SEBI LODR THIRD AMENDMENT 2024 COMING INTO EFFECT FROM 01.04.2025



Certain provisions, such as those concerning secretarial audit, will come into force starting 01.04.2025. THESE CHANGES ARE SET TO AFFECT LISTED COMPANIES AND AIM TO ENHANCE CORPORATE GOVERNANCE, INCREASE TRANSPARENCY AND ENSURE TIMELY REPORTING OF MATERIAL EVENTS.

 Some changes come with stringent timelines, while others mandate adopting new compliance measures.

Reg. 6 - Compliance Officer

The compliance officer shall be an officer who is in whole-time employment of the listed entity, not more than one level below the BoD and shall be designated as key managerial personnel (‘KMP’).

KMP FOR CIRP COMPANIES

Listed entities undergoing the corporate insolvency resolution process (‘CIRP’) must appoint KMP within 3 months of the approval of the resolution plan. During the interim period, at least one full-time KMP must be responsible for managing day-to-day operations.

Reg. 13 - Investor Grievance Redressal

This amendment introduces the requirement for listed entities to submit a detailed statement on a quarterly basis that outlines how investor grievances have been addressed in the format and timeline as may be prescribed by the BoD.

Reg. 17 - BoD

Non-executive directors (NEDs) aged over 75 years require shareholder approval for appointment or continuation in office.

 

Any vacancy in the committees of the BoD must be filled within 3 months or by the date of the vacancy’s occurrence, whichever is earlier.

Reg. 23 - Related Party Transactions (‘RPTs’)

Corporate actions such as dividends, stock splits, and rights issues that are uniformly applicable to all shareholders are excluded from the definition of RPTs.

 

Omnibus approvals can now be granted for recurring RPTs involving subsidiaries. Ratification provisions have also been introduced, allowing RPTs to be ratified by the Audit Committee within 3 months.

Reg. 24A - Secretarial Audit

Secretarial audits must now be conducted by peer-reviewed company secretaries starting 01.04.2025.

 

Restrictions have been placed on secretarial auditors from rendering services that may impair independence.
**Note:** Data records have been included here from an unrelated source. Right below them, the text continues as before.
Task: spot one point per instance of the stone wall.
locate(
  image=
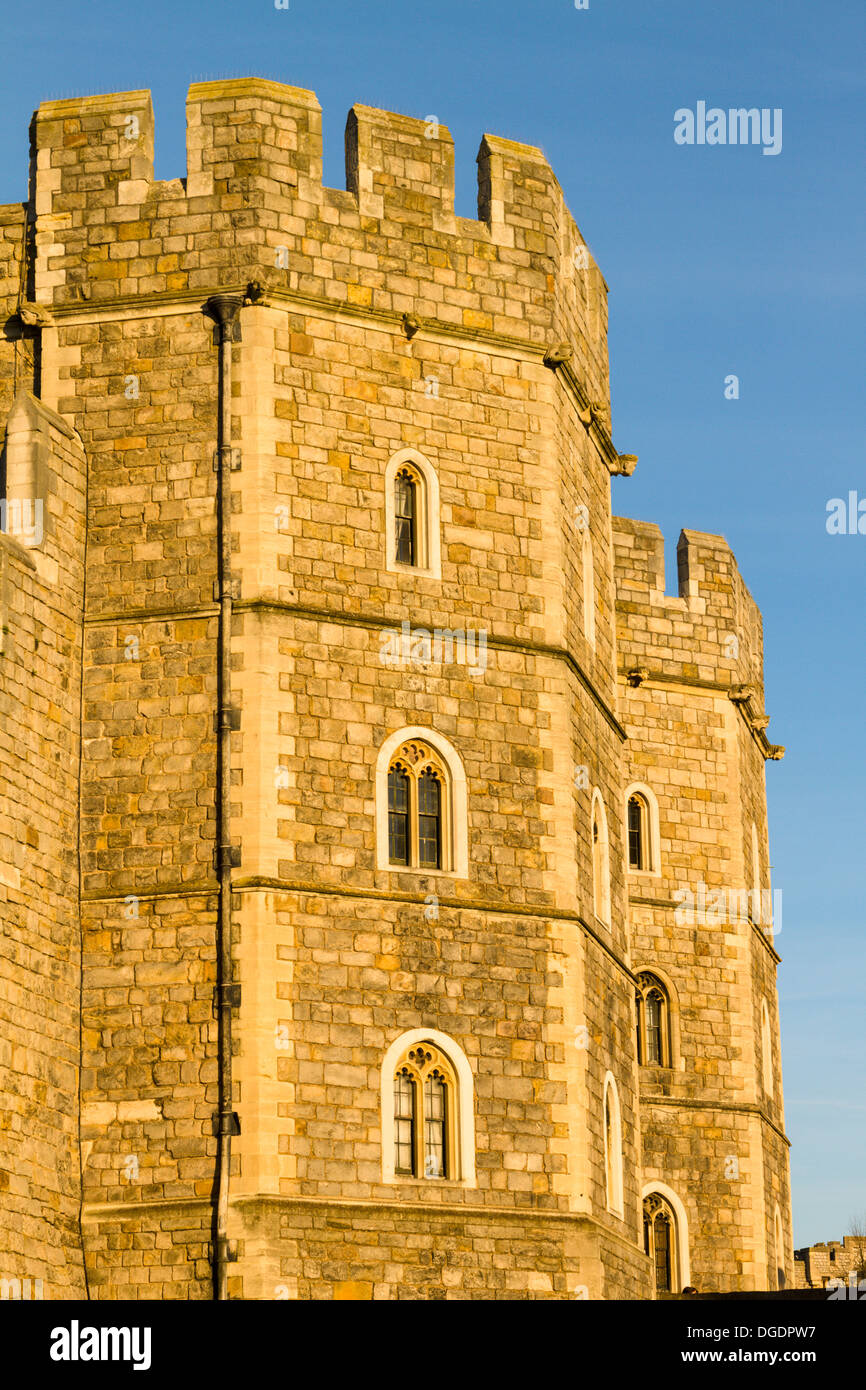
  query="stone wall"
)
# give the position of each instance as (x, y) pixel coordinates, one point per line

Reg. 30 - Disclosure of Material Events

Disclosure timelines for material events, including litigation disclosures, have been relaxed. For example, entities now have 72 hours instead of 24 to disclose non-tax litigation claims.

 

Enhanced thresholds for disclosing acquisitions and penalties imposed by sectoral regulators have been introduced.
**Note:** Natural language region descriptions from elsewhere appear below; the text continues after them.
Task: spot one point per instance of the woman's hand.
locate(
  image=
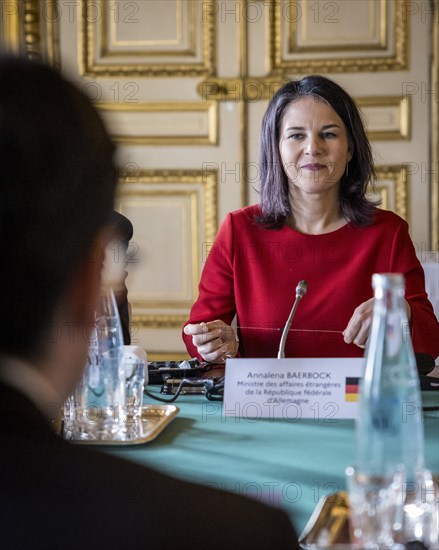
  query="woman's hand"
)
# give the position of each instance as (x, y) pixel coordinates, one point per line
(357, 331)
(215, 341)
(359, 324)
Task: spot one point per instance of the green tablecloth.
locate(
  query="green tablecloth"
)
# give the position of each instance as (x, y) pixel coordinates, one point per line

Reg. 31A - Promoter Reclassification

Stricter timelines for promoter reclassification have been introduced:

 

a. The BoD must analyse requests within two months.

 

Shareholder approvals must be obtained within 60 days of the stock exchange’s no-objection certificate (NOC).
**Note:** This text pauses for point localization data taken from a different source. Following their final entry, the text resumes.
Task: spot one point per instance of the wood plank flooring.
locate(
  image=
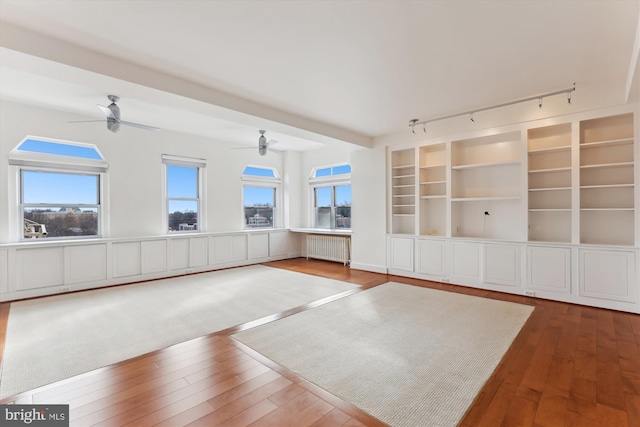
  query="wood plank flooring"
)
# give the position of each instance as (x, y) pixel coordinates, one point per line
(569, 366)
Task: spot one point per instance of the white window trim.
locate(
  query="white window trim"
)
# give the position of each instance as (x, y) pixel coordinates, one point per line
(168, 159)
(326, 181)
(267, 182)
(33, 161)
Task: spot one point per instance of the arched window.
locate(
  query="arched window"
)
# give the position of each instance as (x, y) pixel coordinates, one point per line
(331, 196)
(261, 190)
(61, 188)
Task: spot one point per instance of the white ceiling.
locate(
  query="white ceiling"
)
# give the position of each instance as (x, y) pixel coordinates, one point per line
(312, 72)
Reg. 46 - Website Disclosures

Mandatory disclosures include Articles of Association (AoA), employee benefit scheme documents, and detailed profiles of BoD.

 

Companies may provide QR codes and web links in newspaper advertisements for better investor access.

 

The above Amendment Regulations significantly overhaul corporate governance and disclosure requirements for listed entities. SEBI has taken a definitive step toward strengthening India’s securities market.